What are your thoughts on product-led growth?

According to the Head of Growth at HubSpot, a core metric is the number of weekly active teams. A person's likelihood of becoming a customer skyrockets when they reach this threshold, which they measure as something along the lines of completing a few important steps in the product.

That was always how I internalized what product-led growth meant. You set metrics inside the product. The term is getting thrown around A LOT today, but I think this is what people have traditionally meant when talking about product-led growth.

How about at Oso?

I consider our efforts to be relatively amateur, because we're still early in our long and illustrious journey, but I can't imagine how many startups have these massive product-led growth machines going. We've gone above and beyond in content strategy. At this point, we are the definitive experts on authorization. There is no other team that has written or spoken more on the topic, in particular in a vendor-agnostic way. To that end, our content drives upwards of 100,000 website visits a month.

Beyond that, open source is undergoing tons of change and no one's talking about that.

Give me your perspective on that.

There's never been a standard approach to open source. I once worked with a Product Leader who said to me, “Graham, this is the standard open source playbook.” Baloney. There is no playbook.

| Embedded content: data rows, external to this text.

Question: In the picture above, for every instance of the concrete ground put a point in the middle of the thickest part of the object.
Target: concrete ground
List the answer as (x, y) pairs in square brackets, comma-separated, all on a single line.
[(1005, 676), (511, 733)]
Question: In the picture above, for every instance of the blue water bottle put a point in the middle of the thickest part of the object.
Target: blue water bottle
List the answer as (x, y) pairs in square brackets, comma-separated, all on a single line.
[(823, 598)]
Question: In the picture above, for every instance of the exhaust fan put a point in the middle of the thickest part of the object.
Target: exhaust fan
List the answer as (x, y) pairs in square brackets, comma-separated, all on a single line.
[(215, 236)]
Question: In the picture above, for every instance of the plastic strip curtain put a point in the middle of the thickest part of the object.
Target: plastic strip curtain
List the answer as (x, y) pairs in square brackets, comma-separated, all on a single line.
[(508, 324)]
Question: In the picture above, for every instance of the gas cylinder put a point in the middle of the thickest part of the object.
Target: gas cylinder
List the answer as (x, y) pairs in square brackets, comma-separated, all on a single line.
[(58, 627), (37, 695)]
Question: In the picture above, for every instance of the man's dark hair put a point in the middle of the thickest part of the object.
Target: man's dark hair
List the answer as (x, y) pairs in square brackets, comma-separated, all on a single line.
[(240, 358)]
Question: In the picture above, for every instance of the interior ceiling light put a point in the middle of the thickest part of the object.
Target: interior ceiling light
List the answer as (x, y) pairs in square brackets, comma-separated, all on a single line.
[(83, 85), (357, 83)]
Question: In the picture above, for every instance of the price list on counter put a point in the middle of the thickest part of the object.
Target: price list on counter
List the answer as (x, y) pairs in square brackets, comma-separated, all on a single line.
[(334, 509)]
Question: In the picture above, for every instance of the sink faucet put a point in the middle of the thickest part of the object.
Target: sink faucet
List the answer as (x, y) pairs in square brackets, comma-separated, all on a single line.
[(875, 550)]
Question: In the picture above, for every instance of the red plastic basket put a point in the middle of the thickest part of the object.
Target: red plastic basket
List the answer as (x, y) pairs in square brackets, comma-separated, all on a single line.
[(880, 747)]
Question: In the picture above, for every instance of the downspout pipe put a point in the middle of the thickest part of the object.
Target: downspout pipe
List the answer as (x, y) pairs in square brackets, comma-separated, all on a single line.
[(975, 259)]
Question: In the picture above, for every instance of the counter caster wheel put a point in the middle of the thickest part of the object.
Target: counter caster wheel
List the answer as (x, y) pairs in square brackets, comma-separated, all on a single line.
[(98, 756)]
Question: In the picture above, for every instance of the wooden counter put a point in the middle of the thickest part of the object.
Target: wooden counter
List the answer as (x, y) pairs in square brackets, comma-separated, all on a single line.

You have one big company (Red Hat) that managed to make one model (support) work; no one else has done that. You have a small number of other companies, which I could count on one or two hands, that have managed to make money on open core. All of their models were originally on-prem open-source products with a funnel to a paid, also on-prem product. They are all now transitioning completely to cloud models. Off to the side, you have AWS.

So, the world has woken up to the idea that the cloud as a service seems like a good monetization model, ostensibly for open-source products. But it’s broken as a funnel strategy. It’s not based on the same principles as the open source companies that people founded in 2008, 2009, 2010. The user journey for someone who downloads something open source and then migrates to a hosted version of that product is disjointed. Who wants to get something working in their own prod environment, then someday later, do a big migration to a hosted cloud service? I can tell you from experience—it’s no one’s top priority.

There's an unspoken idea in the market that cloud-hosted is a panacea for open-source monetization. But that’s only if your user journey makes it work. Otherwise, you're going to have a huge base of users running your open source product who don’t want to migrate to your hosted product.

The question is, what is your open-source product really for? And what does the ideal version of that journey look like?